Additional challenges getting services

Getting to the grocery is just one challenge for Arizona’s “food desert” poor, who have seen some state services cut as demand for services is increasing.

Budget cuts have forced the Arizona Department of Economic Security to close 42 offices around the state since 2009, leaving the remaining 144 offices to serve much larger areas.

The 2009 budget also caused the Department of Health Services to eliminate a program that had provided emergency food boxes to about 12,000 seniors in the state.

And the number of people enrolled in Supplemental Nutrition Assistance Program — the program formerly known as food stamps — has grown by 32,000 since May 2010, to more than 1 million today.

While there have been no cuts to direct food-assistance benefits, like SNAP or the Women, Infants and Children (WIC) program, state officials concede that the lowered level of services is a challenge for some.

“You have to spread the pain as broadly as you can,” said Steve Meissner, spokesman for the Department of Economic Security. “Those are tough choices you have to make. These are the reality of the tough choices that politicians talk about.”

Meissner said the reductions in programs and office locations have forced the agency to become more efficient in delivering services. Many applications for assistance are now online and or can be completed over the phone, for example.

But advocates say that can pose a challenge for low-income families who may not have a computer or a phone.

“Does it mean some (people in) rural areas have to travel?” Meissner asked. “Yes it does, but we are also doing the best at continuing services.”

He said that most of the office closures were in urban areas: 13 rural offices closed and 29 offices in metro areas were shuttered.

But an official with the Arizona Community Action Association stressed that office closures in rural areas make it harder for people to file for services, regardless of online options.

“In rural areas it (access) is an issue people don’t think of,” said Katie Kahle, program manager for ACAA. “Bigger issues are that there are no services to help them get to healthy food sources.”

Officials with the state health department say that while they have begun to look at ways to improve access to healthy food, they face the same budget challenges.

Sharon Sass, registered dietitian with the department, voiced concern for rural communities with low access to groceries and social services. But she said there are programs, most of which are federally funded, aimed at shoring up food-access issues.

In October 2009, for example, the health department used about $9 million in federal funds to begin providing fresh fruit and vegetable vouchers to WIC participants, in addition to other services. The program offers vouchers worth $6 to $12 every month to eligible families to buy fresh fruits and vegetables, Sass said.
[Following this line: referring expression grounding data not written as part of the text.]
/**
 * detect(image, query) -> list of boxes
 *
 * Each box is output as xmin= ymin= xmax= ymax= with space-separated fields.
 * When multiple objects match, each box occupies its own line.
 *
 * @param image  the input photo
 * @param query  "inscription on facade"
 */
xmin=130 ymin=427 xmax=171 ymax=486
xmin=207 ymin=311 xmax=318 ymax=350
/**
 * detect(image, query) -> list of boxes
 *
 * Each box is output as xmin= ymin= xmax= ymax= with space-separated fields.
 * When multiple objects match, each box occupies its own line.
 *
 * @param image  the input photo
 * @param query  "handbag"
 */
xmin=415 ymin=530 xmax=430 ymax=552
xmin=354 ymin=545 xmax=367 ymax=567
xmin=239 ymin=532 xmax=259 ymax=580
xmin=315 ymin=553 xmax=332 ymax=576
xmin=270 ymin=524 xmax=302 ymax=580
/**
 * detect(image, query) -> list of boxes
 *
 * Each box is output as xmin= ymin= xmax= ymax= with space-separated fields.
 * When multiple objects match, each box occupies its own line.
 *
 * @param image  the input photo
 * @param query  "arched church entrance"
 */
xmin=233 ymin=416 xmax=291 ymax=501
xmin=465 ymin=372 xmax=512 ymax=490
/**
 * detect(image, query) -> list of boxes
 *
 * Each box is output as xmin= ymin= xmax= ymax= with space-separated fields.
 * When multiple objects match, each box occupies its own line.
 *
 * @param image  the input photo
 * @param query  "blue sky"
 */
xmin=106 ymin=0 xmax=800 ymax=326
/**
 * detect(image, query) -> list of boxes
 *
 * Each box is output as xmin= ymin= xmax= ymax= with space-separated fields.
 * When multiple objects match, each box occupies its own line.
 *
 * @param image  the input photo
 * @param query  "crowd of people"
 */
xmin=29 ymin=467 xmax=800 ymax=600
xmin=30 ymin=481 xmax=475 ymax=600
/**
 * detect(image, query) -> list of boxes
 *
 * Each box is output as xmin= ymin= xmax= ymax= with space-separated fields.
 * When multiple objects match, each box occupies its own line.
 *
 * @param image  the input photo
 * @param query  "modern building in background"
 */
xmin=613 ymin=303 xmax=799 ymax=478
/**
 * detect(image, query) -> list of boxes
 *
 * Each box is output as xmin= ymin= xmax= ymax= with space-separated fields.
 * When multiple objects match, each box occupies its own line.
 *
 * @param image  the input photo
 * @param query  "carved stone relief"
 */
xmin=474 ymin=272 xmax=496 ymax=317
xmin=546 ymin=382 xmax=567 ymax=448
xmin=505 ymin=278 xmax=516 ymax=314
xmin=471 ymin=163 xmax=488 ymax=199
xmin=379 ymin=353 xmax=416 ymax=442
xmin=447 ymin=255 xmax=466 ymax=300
“Particularly in rural areas and the reservations, accessing healthy food is an issue,” Sass said.

What makes a food desert?

A food desert is a low-income area with low access to a grocery.

To qualify as a “low-income community,” a census tract must have either: – A poverty rate of 20 percent or higher or a median family income at or below 80 percent of the area’s median family income;

To qualify as a “low-access community”:

  • At least 500 people and/or at least 33 percent of the census tract’s population must reside more than one mile from a supermarket or large grocery store in urban areas.
  • At least 500 people and/or at least 33 percent of the census tract’s population must reside more than 10 miles from a supermarket or large grocery store in rural areas.